Solid acid-catalyzed hydrolysis of cellulose in ILs was greatly promoted by microwave heating. The results showed that H-form zeolites with a lower Si/Al molar ratio and a larger surface area exhibited better performance than that of the sulfated ion-exchanging resin NKC-9. The introduction of microwave irradiation at an appropriate power significantly reduced the reaction time and increased the yields of reducing sugars. A typical hydrolysis reaction with Avicel cellulose produced glucose in around 37% yield within 8 min [68].

Monosugars are intermediates linking the sustainable biomass and clean ener­gies, such as bioethanol and microbial biodiesel. In 2010, Binder et al. first investigated the fermentation potential of sugars produced from cellulose in ILs after separation of ILs by ion-exclusion chromatography. The results showed that adding water gradually to a chloride ionic liquid-containing catalytic HCl led to a nearly 90% yield of glucose from cellulose and 70-80% yield of sugars from untreated corn stover. Ion-exclusion chromatography allowed the recovery of the ILs and delivered sugar feedstocks that support the vigorous growth of ethanol — ogenic microbes. This simple chemical process presents a full pathway from biomass to bio-energy based on the ionic liquids platform, although the devel­opment of more economic technologies for the recovery and separation of the ILs and sugars is still in high demand [65].

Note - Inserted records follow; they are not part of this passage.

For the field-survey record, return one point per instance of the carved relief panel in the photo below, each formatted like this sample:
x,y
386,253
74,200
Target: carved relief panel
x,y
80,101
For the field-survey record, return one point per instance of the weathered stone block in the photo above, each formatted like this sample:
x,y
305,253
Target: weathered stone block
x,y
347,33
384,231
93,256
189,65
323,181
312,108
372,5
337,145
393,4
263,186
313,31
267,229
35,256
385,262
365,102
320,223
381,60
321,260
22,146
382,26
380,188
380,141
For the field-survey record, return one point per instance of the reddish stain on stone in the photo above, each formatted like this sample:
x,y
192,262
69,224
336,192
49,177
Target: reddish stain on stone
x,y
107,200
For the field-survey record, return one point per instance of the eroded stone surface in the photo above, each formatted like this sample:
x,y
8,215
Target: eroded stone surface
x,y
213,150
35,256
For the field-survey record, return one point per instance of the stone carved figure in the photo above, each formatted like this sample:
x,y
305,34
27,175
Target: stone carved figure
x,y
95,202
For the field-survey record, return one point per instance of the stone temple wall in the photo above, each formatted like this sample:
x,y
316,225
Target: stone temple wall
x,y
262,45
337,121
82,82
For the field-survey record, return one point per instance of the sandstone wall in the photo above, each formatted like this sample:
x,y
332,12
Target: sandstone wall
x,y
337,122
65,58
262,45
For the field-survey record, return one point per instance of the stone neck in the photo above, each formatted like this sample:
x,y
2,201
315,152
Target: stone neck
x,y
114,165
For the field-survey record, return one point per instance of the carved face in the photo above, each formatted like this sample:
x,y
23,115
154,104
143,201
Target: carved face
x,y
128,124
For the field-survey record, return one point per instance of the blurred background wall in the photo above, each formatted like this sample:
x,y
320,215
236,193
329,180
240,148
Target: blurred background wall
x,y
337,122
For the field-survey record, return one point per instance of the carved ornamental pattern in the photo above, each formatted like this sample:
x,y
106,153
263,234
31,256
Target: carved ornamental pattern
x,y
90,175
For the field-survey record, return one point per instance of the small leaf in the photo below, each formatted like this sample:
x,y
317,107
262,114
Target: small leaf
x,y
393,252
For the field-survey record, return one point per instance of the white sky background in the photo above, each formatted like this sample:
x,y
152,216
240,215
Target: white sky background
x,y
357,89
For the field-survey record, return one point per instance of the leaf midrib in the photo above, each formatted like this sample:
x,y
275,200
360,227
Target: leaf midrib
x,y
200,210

Recent work has demonstrated that the recovery of sugars from ILs could be fulfilled by extraction based on the chemical affinity of sugars to boronates such as phenyl boronic acid and naphthalene-2-boronic acid [71]. 90% of mono — and di-saccharides could be extracted up by boronate complexes from aqueous ILs solutions, pure ILs systems, or hydrolysates of corn stove-containing ILs.